特別収容プロトコル: SCP-XXX-JPは現在サイト-8181の低脅威度ロッカーに、容器に装着した状態で収容されています。実験で使用する際は、セキュリティクリアランスレベル2以上の職員の許可を得てください。実験での事故を防ぐため、実験後には不用意に近づかないようにし、実験の前には必ず室内の大気の成分を計測し、基準値を超えているのであれば換気をしてから実験をしてください。

説明: SCP-XXX-JPは、直径27cm高さ16cmのサラダスピナーのプラスチック製の蓋です。外見は███社の商品と同様の物ですが、製品表示やブランド名の表記がされていません。オブジェクトを使用する際に中に入れた物体の重さは関係なく、物体が入っていない状態と同じ挙動をします。

オブジェクトの特異性は、蓋の中央に取り付けられているノブを押した際に現れます。使用すると、容器の中に入っている物体から特定の原子だけが消失します。蓋を外した瞬間に消失しているようですが、X線で確認してみても、謎の霧状のもので邪魔され、内部の様子を見ることは不可能でした。押した回数と同じ原子番号の原子が消失しますが、押した回数未満の原子は消失することはありません。蓋を容器から外すと順番はリセットされ、また1番からカウントされ消失します。消失の際は原子間の結合も断たれます。

消失した原子は、その原子の原子番号の日数の後に使用した地点から出現します。出現した原子は消失した原子と同じ質量で出現しますが、結合が解かれて消失している場合、その原子は基本的に常温の状態で出現します。出現地点に他の物質が存在していた場合は、その物質を押しのけて割り込むように出現します。出現した物質に異常性は確認されていません。
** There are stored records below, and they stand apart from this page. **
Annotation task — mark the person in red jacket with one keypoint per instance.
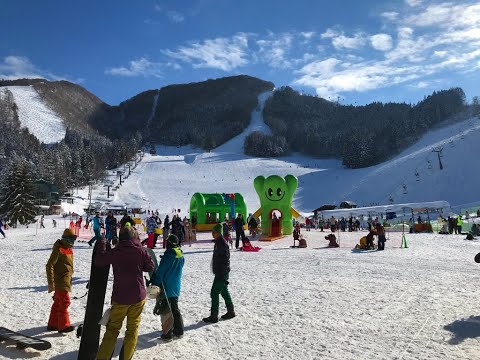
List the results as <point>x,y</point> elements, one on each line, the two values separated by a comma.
<point>129,261</point>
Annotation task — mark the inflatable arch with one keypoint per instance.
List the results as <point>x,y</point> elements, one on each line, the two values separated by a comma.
<point>211,209</point>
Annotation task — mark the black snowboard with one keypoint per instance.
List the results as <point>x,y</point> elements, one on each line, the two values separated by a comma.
<point>94,311</point>
<point>23,341</point>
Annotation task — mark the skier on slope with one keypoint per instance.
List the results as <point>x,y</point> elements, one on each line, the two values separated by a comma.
<point>178,229</point>
<point>129,260</point>
<point>110,227</point>
<point>59,276</point>
<point>1,230</point>
<point>166,230</point>
<point>221,270</point>
<point>169,274</point>
<point>151,226</point>
<point>239,232</point>
<point>96,228</point>
<point>126,219</point>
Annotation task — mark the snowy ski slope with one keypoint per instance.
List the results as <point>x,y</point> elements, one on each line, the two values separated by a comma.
<point>168,180</point>
<point>36,116</point>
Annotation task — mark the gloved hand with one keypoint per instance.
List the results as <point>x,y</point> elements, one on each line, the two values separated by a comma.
<point>157,310</point>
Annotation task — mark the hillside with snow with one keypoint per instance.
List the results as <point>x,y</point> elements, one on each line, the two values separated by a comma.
<point>36,116</point>
<point>168,180</point>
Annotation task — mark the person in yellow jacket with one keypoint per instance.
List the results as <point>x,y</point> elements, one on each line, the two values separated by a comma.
<point>59,276</point>
<point>459,224</point>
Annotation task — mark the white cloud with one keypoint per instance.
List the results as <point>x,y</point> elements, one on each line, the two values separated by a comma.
<point>175,17</point>
<point>421,85</point>
<point>447,15</point>
<point>307,34</point>
<point>330,78</point>
<point>274,49</point>
<point>413,3</point>
<point>18,67</point>
<point>390,15</point>
<point>382,42</point>
<point>221,53</point>
<point>139,67</point>
<point>340,41</point>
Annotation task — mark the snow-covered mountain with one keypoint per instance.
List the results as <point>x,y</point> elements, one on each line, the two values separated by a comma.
<point>35,115</point>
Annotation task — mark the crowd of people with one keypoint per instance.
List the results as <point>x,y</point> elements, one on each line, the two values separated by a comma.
<point>130,260</point>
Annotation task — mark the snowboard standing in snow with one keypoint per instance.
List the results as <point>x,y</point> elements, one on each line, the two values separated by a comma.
<point>23,341</point>
<point>94,311</point>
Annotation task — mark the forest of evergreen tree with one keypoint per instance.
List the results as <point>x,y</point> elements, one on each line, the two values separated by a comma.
<point>360,135</point>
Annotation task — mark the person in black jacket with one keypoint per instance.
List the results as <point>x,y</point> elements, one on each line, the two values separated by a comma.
<point>126,219</point>
<point>221,270</point>
<point>239,232</point>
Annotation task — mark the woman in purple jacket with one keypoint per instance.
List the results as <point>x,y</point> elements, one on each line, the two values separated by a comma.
<point>129,261</point>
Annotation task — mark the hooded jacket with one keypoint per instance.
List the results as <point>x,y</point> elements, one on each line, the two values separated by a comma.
<point>169,271</point>
<point>129,261</point>
<point>221,257</point>
<point>60,266</point>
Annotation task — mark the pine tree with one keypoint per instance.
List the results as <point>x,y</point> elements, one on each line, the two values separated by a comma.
<point>18,200</point>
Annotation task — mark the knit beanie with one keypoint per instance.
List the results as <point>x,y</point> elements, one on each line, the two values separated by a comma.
<point>172,240</point>
<point>126,233</point>
<point>69,236</point>
<point>218,228</point>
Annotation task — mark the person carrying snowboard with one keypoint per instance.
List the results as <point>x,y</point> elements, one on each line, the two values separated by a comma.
<point>221,270</point>
<point>239,232</point>
<point>169,275</point>
<point>59,276</point>
<point>151,226</point>
<point>166,230</point>
<point>96,228</point>
<point>129,260</point>
<point>1,230</point>
<point>381,237</point>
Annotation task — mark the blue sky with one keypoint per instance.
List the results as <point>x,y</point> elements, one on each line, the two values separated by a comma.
<point>357,51</point>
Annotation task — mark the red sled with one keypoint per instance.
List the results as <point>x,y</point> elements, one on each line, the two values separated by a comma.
<point>247,246</point>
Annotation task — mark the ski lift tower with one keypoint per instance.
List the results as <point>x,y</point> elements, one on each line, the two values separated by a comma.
<point>438,150</point>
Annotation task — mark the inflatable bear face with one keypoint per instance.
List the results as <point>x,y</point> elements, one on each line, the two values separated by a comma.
<point>276,192</point>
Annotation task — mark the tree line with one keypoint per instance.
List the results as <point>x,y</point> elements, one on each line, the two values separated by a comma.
<point>360,135</point>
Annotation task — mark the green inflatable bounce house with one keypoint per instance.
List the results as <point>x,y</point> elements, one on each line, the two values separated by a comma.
<point>211,209</point>
<point>276,196</point>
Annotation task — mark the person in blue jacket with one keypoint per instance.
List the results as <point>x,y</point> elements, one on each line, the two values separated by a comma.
<point>169,274</point>
<point>96,228</point>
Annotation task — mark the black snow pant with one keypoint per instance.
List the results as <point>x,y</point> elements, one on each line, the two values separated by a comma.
<point>381,242</point>
<point>239,233</point>
<point>177,316</point>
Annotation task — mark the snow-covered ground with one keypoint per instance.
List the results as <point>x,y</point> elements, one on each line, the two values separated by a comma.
<point>34,115</point>
<point>316,303</point>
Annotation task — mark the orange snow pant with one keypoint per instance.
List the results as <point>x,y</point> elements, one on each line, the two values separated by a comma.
<point>59,318</point>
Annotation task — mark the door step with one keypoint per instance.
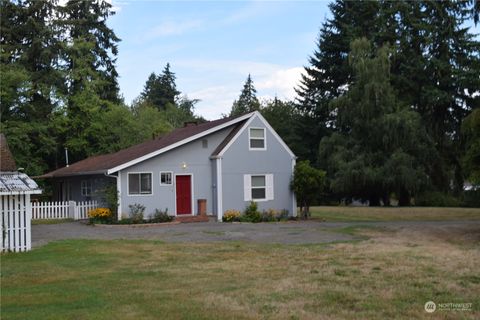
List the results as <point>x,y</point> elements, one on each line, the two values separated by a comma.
<point>191,219</point>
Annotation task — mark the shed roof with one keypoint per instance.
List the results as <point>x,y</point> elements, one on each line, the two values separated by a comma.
<point>17,183</point>
<point>104,163</point>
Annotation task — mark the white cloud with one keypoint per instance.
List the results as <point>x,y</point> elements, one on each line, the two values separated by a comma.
<point>171,28</point>
<point>282,82</point>
<point>226,78</point>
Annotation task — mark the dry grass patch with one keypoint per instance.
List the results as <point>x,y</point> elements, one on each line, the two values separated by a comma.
<point>391,275</point>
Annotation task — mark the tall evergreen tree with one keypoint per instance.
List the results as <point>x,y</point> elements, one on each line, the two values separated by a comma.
<point>160,90</point>
<point>381,147</point>
<point>434,69</point>
<point>247,102</point>
<point>328,74</point>
<point>90,54</point>
<point>31,81</point>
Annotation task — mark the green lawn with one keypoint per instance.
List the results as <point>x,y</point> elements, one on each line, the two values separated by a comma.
<point>394,213</point>
<point>390,275</point>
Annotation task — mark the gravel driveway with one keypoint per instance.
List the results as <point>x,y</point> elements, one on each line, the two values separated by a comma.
<point>297,232</point>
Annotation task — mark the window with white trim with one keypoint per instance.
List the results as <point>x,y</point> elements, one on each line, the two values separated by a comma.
<point>139,183</point>
<point>165,178</point>
<point>258,187</point>
<point>257,139</point>
<point>86,188</point>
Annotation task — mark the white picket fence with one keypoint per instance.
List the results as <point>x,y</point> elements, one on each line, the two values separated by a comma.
<point>62,209</point>
<point>15,224</point>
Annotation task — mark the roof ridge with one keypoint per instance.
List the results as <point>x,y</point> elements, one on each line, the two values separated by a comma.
<point>108,161</point>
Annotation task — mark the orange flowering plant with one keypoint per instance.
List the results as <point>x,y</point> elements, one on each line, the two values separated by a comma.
<point>99,214</point>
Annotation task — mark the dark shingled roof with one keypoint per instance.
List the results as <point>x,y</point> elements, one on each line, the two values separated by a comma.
<point>100,164</point>
<point>227,139</point>
<point>7,162</point>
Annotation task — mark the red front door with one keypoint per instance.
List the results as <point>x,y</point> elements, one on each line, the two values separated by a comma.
<point>183,185</point>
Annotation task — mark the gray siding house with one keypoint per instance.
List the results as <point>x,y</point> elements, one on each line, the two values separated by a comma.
<point>227,163</point>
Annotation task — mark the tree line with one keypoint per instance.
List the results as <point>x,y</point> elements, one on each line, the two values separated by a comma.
<point>59,86</point>
<point>389,102</point>
<point>388,106</point>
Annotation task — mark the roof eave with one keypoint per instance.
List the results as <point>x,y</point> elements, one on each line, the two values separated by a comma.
<point>13,192</point>
<point>180,143</point>
<point>73,174</point>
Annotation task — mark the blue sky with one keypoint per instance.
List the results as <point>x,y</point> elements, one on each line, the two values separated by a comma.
<point>213,45</point>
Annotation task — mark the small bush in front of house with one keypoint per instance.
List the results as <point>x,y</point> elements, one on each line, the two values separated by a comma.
<point>284,215</point>
<point>100,215</point>
<point>269,215</point>
<point>160,216</point>
<point>136,213</point>
<point>251,213</point>
<point>231,215</point>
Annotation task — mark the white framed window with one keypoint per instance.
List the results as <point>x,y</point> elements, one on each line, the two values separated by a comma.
<point>86,188</point>
<point>258,187</point>
<point>256,138</point>
<point>166,178</point>
<point>140,183</point>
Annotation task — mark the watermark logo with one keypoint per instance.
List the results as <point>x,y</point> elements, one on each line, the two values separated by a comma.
<point>430,307</point>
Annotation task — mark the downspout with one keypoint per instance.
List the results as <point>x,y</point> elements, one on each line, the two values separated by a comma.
<point>119,193</point>
<point>294,198</point>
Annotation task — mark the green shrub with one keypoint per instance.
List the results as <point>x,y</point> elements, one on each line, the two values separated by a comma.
<point>471,198</point>
<point>269,215</point>
<point>160,216</point>
<point>100,215</point>
<point>437,199</point>
<point>251,213</point>
<point>136,213</point>
<point>231,215</point>
<point>284,215</point>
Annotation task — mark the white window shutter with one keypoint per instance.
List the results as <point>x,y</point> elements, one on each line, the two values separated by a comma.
<point>269,182</point>
<point>247,187</point>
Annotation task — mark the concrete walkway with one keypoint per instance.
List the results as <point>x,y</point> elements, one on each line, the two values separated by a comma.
<point>296,232</point>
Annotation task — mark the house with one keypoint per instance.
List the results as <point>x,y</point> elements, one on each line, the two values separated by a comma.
<point>224,164</point>
<point>15,190</point>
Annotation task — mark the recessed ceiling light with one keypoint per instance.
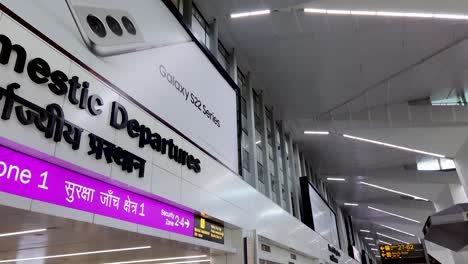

SCP-XXX-JPは、使用者が「野菜が何か変だ」との問い合わせを███社にしたところを、財団職員が発見しました。使用した人物は通常のサラダスピナーを使用するように、意識せずノブを8回押したところ、野菜がぼろぼろになったので問い合わせたとのことです。野菜を詳しく検査したところ、水分は完全に消えており、細胞が損壊している箇所が多々見られました。通常のサラダスピナーと同じように使用すれば危険性は無いと判断したため、実験を行い、特異性の発見に至りました。
以下は実験記録です。


以下は、実験記録001の後日行われた実験での事故記録です。
事故記録001 - 日付20██/█/█

事故内容: 実験001の水素消失実験をし、後日実験をするため実験室に入った際、突然Dクラス職員が倒れそのまま死亡した。司法解剖の結果、腹部が膨張し破裂しており、腹部からは水素が検出された。

分析: この事故記録から、SCP-XXX-JPは原子を数日後の同じ位置に出現させる特異性があると判断。他の原子で実験し特異性を明らかにする。

補遺: 今後事故を避けるため、特別収容プロトコルに記載しました。

以下は、実験記録0██の後日行われた実験での事故記録です。
事故記録002 - 日付20██/█/█

事故内容: 実験記録0██の際Dクラスが蓋を取り外し、裏面を見ている際に1度ノブを押してしまい、Dクラスは[編集済]、上を向いた状態で落ちましたが、プラスチック製の容器では消失してしまうため、合った大きさの容器を作成するまでに実験室の損害が広がってしまいました。

分析: 容器に装着せずにノブを押した場合、蓋の裏から150°近くに消失させる範囲が広がってしまいます。消失させる距離は、初期範囲は1mほどですが、時間が経つにつれ範囲が1時間に約█m広くなるようです。